Table 3 Results from scenario 3 testing for sampling and robustness of the modeled survey region’s cases
For the IA (Table 3), the Pearson’s r value is 0.88 when 1/2 of the sites are not simulated in a given run, with improving Pearson’s r values greater than 1/5 probability for sites not being in simulation runs. In addition, the Spearman’s rank correlation coefficient value improves for probability values between 1/5 and 2/5 of sites not simulated in runs. However, in the two cases, it is evident that forecasting the top 10 sites is not always greater than five. Figure 12, which has 1/2 probability, indicates the scenario with the best correlation coefficients and most forecasted top 10 sites. This output is a reflection of the greater variability found between runs in the scenario from case to case. Despite the fact that Fig. 12 appears to show more noisy interactions, for both scenarios 2 and 3 in the IA, sites 1, 2, 10, 48, 111, 130, and 138 are forecasted to be among the largest ten sites. This case shows many interactions where movement is greater than 0σ for links, which is once again a reflection of the variability found in given runs. However, looking at the overall average, and very similar to what was seen in Fig. 10 in scenario 2, site 1 is the most central as people are able to travel relatively farther distances to an attractive site.
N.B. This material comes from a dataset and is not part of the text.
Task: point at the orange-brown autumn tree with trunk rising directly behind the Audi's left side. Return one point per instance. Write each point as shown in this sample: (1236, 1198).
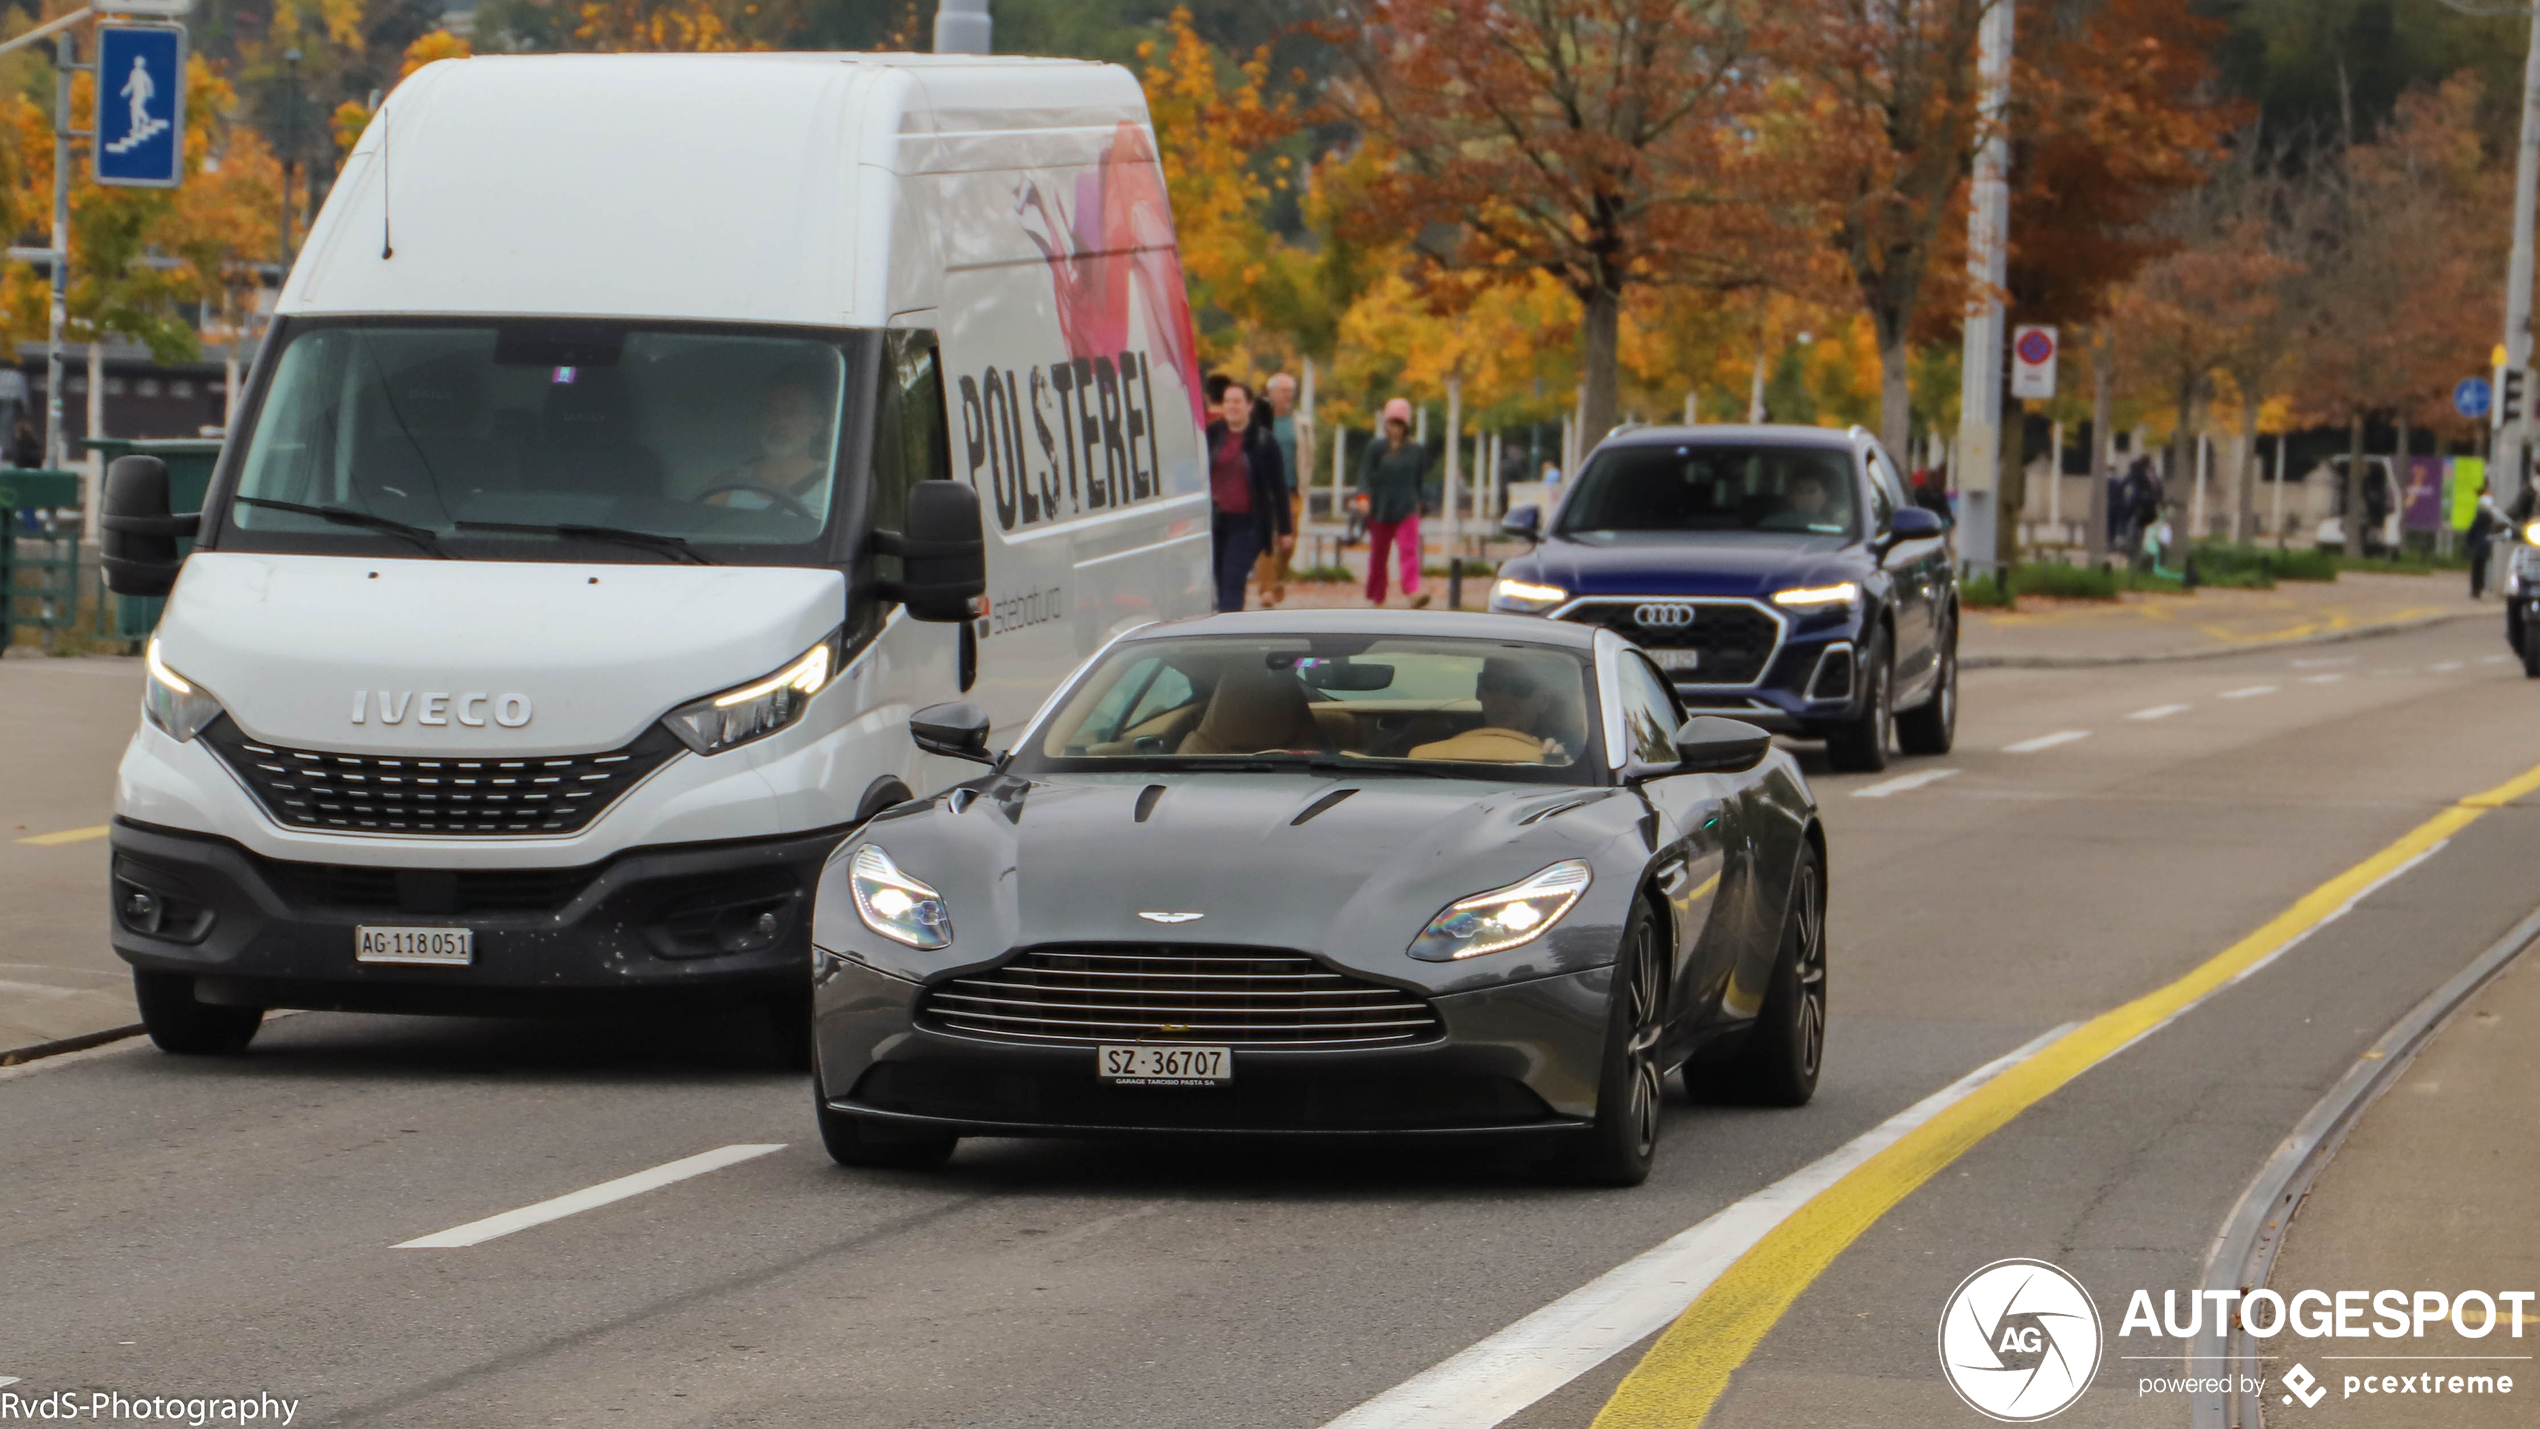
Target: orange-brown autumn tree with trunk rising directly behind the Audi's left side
(1604, 143)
Site 138 is the second most central, as it is in scenario 2, where it forms a smaller regional center to the southwest of site 1. As with scenario 2’s IA case, many movements are long-distance and not just between sites next to or very close to each other. Interactions, or movements of people between sites, are on average covering 9.36 km in the IA in Fig. 11, indicating much more distant interactions than the MBA case. Although the IA case seems to forecast fewer of the top 10 largest sites, Pearson’s r and Spearman’s ρ values suggest there is a good degree of confidence in the results achieved in scenario 2. In fact, the results could suggest that many of these sites were not contemporary and existed for shorter periods within the IA, as the Pearson’s r value improves in cases where the probability of a site not being in a simulation increases, while Spearman's ρ is best when 2/5 of the sites are removed. Admittedly this is speculative; however, the results do suggest that the rank-size hierarchy demonstrated in scenario 2 appears to be a meaningful pattern as comparable or even better results are achieved via subsampling.